The look on Jill Biden’s face is priceless. She is mortified and seems to be pleading with billionaire gun-grabber Michael Bloomberg for some help. “Mike, I can’t do this anymore. He’s like this all the time.”

You can’t see what Michelle Obama’s reaction is because Joe’s head is blocking her face but you do get a sense of what a hulking Sasquatch she is. Damn, that’s a big bitch.

Barack Obama is looking at Joe like, “That honky be crazy.” Barack didn’t leave much of a legacy, at least not anything good, in his 8 years in the White House and now he realizes that the only thing people will remember him for is crazy-ass Joe Biden.

Hillary Clinton has a look of disgust and disappointment on her face.
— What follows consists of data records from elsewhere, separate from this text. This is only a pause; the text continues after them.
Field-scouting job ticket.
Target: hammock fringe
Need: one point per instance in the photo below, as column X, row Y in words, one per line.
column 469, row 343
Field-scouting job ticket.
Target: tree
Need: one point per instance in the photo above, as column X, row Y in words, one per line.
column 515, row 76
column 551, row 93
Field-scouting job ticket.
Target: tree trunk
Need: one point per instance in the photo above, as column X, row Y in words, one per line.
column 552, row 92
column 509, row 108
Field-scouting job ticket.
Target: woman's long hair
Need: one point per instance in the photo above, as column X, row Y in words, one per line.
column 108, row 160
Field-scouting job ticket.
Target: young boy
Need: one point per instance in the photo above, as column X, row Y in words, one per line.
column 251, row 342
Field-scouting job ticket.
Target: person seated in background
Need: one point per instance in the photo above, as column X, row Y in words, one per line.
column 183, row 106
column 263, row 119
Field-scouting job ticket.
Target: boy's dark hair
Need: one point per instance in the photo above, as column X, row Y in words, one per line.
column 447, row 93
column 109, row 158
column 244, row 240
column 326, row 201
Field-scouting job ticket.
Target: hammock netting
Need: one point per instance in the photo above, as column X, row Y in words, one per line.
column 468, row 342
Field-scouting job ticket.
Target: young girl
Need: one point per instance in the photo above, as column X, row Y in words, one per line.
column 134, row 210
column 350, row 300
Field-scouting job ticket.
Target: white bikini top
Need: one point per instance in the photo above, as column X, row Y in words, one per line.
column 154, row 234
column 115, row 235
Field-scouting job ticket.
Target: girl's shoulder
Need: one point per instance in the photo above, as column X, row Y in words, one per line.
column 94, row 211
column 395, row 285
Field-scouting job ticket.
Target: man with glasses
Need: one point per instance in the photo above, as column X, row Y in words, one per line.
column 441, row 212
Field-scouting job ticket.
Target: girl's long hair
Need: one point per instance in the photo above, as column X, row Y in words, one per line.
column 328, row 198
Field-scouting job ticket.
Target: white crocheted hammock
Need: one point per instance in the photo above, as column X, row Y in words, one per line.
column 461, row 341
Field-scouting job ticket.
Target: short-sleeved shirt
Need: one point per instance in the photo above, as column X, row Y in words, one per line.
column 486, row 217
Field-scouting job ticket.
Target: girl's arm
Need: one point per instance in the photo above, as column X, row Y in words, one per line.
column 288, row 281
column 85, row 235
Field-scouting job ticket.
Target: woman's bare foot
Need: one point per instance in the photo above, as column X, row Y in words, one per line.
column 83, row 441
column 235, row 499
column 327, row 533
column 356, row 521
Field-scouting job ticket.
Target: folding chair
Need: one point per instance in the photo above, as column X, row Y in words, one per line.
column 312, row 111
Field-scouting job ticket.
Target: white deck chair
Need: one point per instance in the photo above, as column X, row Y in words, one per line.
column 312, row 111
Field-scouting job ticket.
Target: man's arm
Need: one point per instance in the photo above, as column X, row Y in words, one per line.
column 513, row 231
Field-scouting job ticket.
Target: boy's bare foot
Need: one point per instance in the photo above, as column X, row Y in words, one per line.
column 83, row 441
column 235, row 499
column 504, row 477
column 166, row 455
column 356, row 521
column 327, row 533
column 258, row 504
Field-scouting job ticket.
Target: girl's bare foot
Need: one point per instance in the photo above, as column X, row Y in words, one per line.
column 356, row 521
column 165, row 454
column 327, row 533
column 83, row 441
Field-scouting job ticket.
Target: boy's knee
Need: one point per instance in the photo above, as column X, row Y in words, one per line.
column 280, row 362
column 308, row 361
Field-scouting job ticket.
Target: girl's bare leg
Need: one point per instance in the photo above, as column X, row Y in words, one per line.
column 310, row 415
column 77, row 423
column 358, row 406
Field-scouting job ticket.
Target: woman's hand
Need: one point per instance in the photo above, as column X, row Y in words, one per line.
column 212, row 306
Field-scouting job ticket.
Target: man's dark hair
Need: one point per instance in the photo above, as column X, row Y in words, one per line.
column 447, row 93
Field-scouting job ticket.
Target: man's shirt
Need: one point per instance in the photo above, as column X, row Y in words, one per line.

She must be thinking, “How is this lunatic in the White House instead of me?”

Bill Clinton on the hand had spotted a hot piece of ass and is trying to figure out if he can give Hillary the slip so he can hit that shit.

Biden’s handlers were hoping to avoid embarrassment on 9/11 by having him pre-record a statement but they failed to account for Joe’s raging insanity. Clearly the only safe way forward is to hide him in basement and wait out his term.